Мотя достал из-под сиденья что-то завернутое в газету и зашагал по полю напрямик, за бугор — на поклон.

Вскоре к дороге подполз гусеничный трактор, подцепил и выволок головной грузовик…

* * *

Невозмутимость председателя колхоза, казалось, выворачивала Леньку Кондакова наизнанку, он просто изнемогал от бессилия, от гнева.

— Какие дни уходят! — стонал он. — Ведь их не схватишь за подол, не остановишь, не вернешь… Ах, дурак я! Надо было самому сопровождать машины на тракторе. Тогда знал бы наверняка, что семена будут. А то сидят, чай, ребята где-нибудь в овраге, загорают — жди!

— Пробьются. — Видимо, самообладание давалось Аребину с большим трудом. — Каких орлов послал: Павел, Матвей Тужеркин! Пробьются!

— Легко сказать, пробьются, — проворчал Ленька. — Эх, Владимир Николаевич, сидеть бы вам в вашей столице, бумажки ворошить!

— И рад бы, Леня. — Аребин ничуть не обиделся или сделал вид, что не обиделся. — Да вот как получилось: говорят, надо выправлять положение в колхозе… Думаешь, тебе одному жалко этих дней?.. Другие колхозы сеют, а мы стоим. Потерпи еще немного, дружок.

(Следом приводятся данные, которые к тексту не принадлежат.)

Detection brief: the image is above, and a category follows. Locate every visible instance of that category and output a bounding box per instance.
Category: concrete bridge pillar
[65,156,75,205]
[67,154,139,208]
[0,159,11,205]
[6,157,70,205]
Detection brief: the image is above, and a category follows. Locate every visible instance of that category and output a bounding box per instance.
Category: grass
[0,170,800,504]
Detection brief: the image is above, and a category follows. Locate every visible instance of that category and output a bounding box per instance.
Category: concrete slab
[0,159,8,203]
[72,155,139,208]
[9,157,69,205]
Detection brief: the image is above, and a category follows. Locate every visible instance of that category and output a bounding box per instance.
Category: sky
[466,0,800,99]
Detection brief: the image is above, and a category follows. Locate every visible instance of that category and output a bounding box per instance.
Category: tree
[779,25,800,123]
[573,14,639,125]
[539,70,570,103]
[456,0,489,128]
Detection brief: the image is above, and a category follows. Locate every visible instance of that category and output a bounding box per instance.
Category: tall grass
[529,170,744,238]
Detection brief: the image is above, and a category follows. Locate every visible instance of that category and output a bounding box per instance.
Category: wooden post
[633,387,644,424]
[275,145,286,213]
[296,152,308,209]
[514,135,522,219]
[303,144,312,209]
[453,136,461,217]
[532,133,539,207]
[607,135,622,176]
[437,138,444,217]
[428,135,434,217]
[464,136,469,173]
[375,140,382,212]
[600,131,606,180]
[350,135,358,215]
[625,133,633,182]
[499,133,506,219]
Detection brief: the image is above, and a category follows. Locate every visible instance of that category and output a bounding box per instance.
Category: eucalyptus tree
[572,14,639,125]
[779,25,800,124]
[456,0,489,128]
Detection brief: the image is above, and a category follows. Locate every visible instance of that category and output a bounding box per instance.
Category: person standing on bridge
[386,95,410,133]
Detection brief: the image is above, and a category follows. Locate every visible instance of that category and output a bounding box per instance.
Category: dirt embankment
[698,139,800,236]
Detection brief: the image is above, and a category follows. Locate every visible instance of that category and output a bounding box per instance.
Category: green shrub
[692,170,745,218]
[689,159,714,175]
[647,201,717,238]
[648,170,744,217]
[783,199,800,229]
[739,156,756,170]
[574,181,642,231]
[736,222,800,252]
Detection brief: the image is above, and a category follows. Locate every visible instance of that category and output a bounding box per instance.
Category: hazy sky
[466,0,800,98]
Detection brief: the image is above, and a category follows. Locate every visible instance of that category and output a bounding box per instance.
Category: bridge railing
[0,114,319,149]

Аребин ласково похлопал его по открытой груди.

— Ох, и силища в тебе, Леня!.. Богатырь! Но ты бы не выставлял ее, силу-то, напоказ, и так все знают. Застегнись. Все-таки бригадир.

Ленька досадливо вздернул плечо, сгреб ворот рубахи, прикрывая горло, отошел ворча: его натиск разбился о невозмутимость этого человека.

Когда же наконец привезли семена, трактористы ринулись наверстывать упущенное. Бригада сеяла «на рысях».

Голубые тающие дымки носились над полем. За плугами редкими стайками перелетали грачи.

К вечеру на бугор за Козьим оврагом приехала в рессорной качалке Наталья Алгашова. Прищурясь, она окинула взглядом участок, который обрабатывал Вася Патешонков, и, выпрыгнув из качалки, направилась к стоящему посреди поля трактору; из трубы его с осторожными хлопками вылетали, как бы нанизываясь на невидимую нитку, синеватые зыбкие кольца.

Находившийся тут Ленька Кондаков знал наверняка, что сейчас вспыхнет у него ссора с этой женщиной, все равно из-за чего: она возмущала его своей властностью; шевелилось в его душе глупое тщеславие: все ребята с опаской обходят его сторонкой, а девки и бабы бегут от одного взгляда. Это выделяло Леньку среди других. А Натальи Алгашовой он сам остерегался… Вот она решительно свернула прямо к нему.

— Я вашу работу не приму. — Наталья щелкнула плетью по голенищу хромового сапожка.

Ленька с вызовом откинул голову, выставив раздвоенный клинообразный подбородок.

— Все зерно наружу, не видите? Почему не прицепили бороны, волокуши? Норовите как бы полегче. Скорей, скорей!.. Совесть потеряли.

Ленька Кондаков развернул плечи. На лице, припорошенном темной пылью, белые зубы сверкнули ледяным блеском.

— Мы потеряли двое суток. Из-за вас. Хотите, чтобы мы торчали на этом клочке неделю? Извиняюсь! — И неприязненно поморщился: вспомнил, что за спиной того подрядчика, который стоял раньше, — МТС — уже нет, и теперь сам за все в ответе; защищает Ваську Патешонкова по старой привычке, из чувства протеста; чувство это засело в нем глубоко…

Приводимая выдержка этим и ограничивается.